Une Assemblée générale des comités et collectifs du nouveau Front populaire de Marseille s’est tenue le 17 janvier. Un véritable succès et un petit évènement, dont la presse nationale s’est fait l’écho. Laurent Lévy revient sur cette réunion, les difficultés et la dynamique du Nouveau Front populaire à Marseille.
Assemblée générale des comités et collectifs du nouveau Front populaire de Marseille
Par Laurent Lévy. Le 20 janvier 2025.
Vendredi 17 janvier, avait lieu l’Assemblée générale des comités et collectifs du nouveau Front populaire de Marseille. Et cela a été un véritable succès et un petit évènement, dont la presse nationale (Le Monde) s’est fait l’écho. Il ne s’agit sans doute pas d’un modèle – du fait de diverses spécificités de la vie politique à Marseille. Il n’en est pas moins une illustration significative de ce qu’est et de ce que peut être la dynamique du Nouveau Front populaire1Les comités NFP tentent de se coordonner à Marseille.
Il est nécessaire, pour comprendre pleinement cet évènement, d’en exposer une partie des origines avant de parler de son déroulement lui-même. S’y télescopent en effet des questions de politique nationales, qui sont bien connues, et des spécificités de la situation marseillaise.
Le résultat des législatives
Le pari était ambitieux. Les élections législatives avaient vu à Marseille l’élection en juin et juillet de quatre députés de gauche. Manuel Bompard et Sébastien Delogu, députés LFI ont été réélus au premier tour. Hendrik Davi, membre de la Gauche écosocialiste et cofondateur de L’APRÈS, a été réélu au second tour. Laurent Lardhit du Parti socialiste a emporté une nouvelle circonscription grâce à une campagne unitaire.2Avec quatre députés sur sept, le Nouveau front populaire s’ancre à Marseille
La construction des comités ou collectifs
Dès juillet, ont commencé à se constituer des comités et collectifs de Front populaire, souvent sur la base des comités électoraux créés en juin. De tels comités ou collectifs existent depuis dans une grosse moitié des seize arrondissements de la ville. D’autres sont en cours de constitution.
Leurs configurations comme leurs compositions sont variées. Certains regroupent des personnes engagées mais n’appartenant à aucune organisation politique. D’autres se présentent presque comme des regroupements de militant·es de telles organisations.

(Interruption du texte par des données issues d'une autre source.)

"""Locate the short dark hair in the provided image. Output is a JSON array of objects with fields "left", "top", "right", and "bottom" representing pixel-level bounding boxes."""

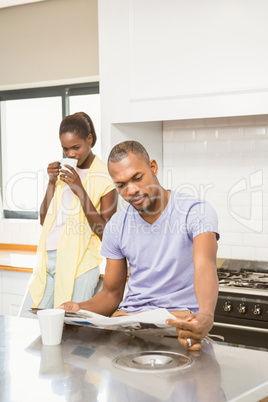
[
  {"left": 108, "top": 141, "right": 150, "bottom": 164},
  {"left": 59, "top": 112, "right": 97, "bottom": 148}
]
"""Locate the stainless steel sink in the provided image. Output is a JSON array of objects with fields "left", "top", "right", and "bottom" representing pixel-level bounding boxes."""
[{"left": 112, "top": 351, "right": 193, "bottom": 373}]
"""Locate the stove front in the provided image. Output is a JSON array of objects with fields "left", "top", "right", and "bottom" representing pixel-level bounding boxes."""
[{"left": 210, "top": 260, "right": 268, "bottom": 350}]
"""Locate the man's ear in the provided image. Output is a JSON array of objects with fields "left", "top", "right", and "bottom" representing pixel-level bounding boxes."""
[
  {"left": 87, "top": 133, "right": 93, "bottom": 147},
  {"left": 150, "top": 159, "right": 158, "bottom": 176}
]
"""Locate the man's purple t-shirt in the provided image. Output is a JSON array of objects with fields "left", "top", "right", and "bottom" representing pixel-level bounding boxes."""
[{"left": 101, "top": 191, "right": 219, "bottom": 312}]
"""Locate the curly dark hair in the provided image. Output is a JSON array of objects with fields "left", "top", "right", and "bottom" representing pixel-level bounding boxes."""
[{"left": 108, "top": 141, "right": 150, "bottom": 164}]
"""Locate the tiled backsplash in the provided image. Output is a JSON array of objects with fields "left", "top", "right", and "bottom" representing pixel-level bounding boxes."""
[{"left": 163, "top": 115, "right": 268, "bottom": 261}]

Un collectif est animé par un militant de LFI. Un autre est créé à l’initiative du NPA. On trouve dans certains des militants du PCF, dans d’autres du PS. Des militant·es de GES jouent un rôle important. ENSEMBLE! est présent de manière très active, en particulier dans les plus importants comme dans l’animation générale de la dynamique.
On trouve aussi dans ces comités et collectifs des militant·es des associations du Printemps marseillais (PM). Ce dernier est né à l’occasion de la dernière élection municipale. Son activité « citoyenne » avait été décisive pour arracher la ville au règne de la droite et porter à la mairie une municipalité classée « divers gauche ». Celle-ci comporte socialistes, communistes, écologistes, et représentant·es de mouvements « citoyens ». LFI avait fait d’autres choix lors de cette élection.
ENSEMBLE! a trois élues – toutes trois adjointes dans des mairies de secteur – bien connues et identifiées comme « l’aile gauche » du PM : Alexandra D’Agostino, Pauline Delage et Norig Neveu.
Une coordination
Nous avons assez vite pris l’initiative de tenter de coordonner les premiers de ces comités et collectifs de Front populaire. Nous avons essayé de susciter la création d’autres, dans les arrondissements où le tissu militant est moins intense.
À noter qu’à l’occasion des campagnes électorales, outre les comités électoraux proprement dits sur la base desquels se sont construits les premiers comités de Front populaire, s’était constituée à Marseille une « Réserve citoyenne ». Celle-ci a pu rassembler un grand nombre de personnes – pour la plupart non membres d’organisations politiques. Elle a contribué activement et utilement aux campagnes électorales des candidats du Nouveau Front populaire.
Au mois de novembre, dans un local mis à notre disposition par le PCF, une réunion large de cette coordination (une trentaine de personnes) a pris la décision d’organiser en début d’année une véritable Assemblée générale des collectifs. La plupart étaient encore en cours de création. Nous voulions une AG ouverte à celles et ceux qui souhaiteraient en renforcer la dynamique.
Nous étions d’un optimisme des plus modéré. Pourtant nous envisagions déjà, pour la suite, l’organisation d’un évènement public plus ambitieux.
Contrairement à ce que dira l’article du Monde consacré à l’événement, il n’était pas question d’aborder lors de cette Assemblée générale la question, pourtant lancinante, des prochaines élections municipales.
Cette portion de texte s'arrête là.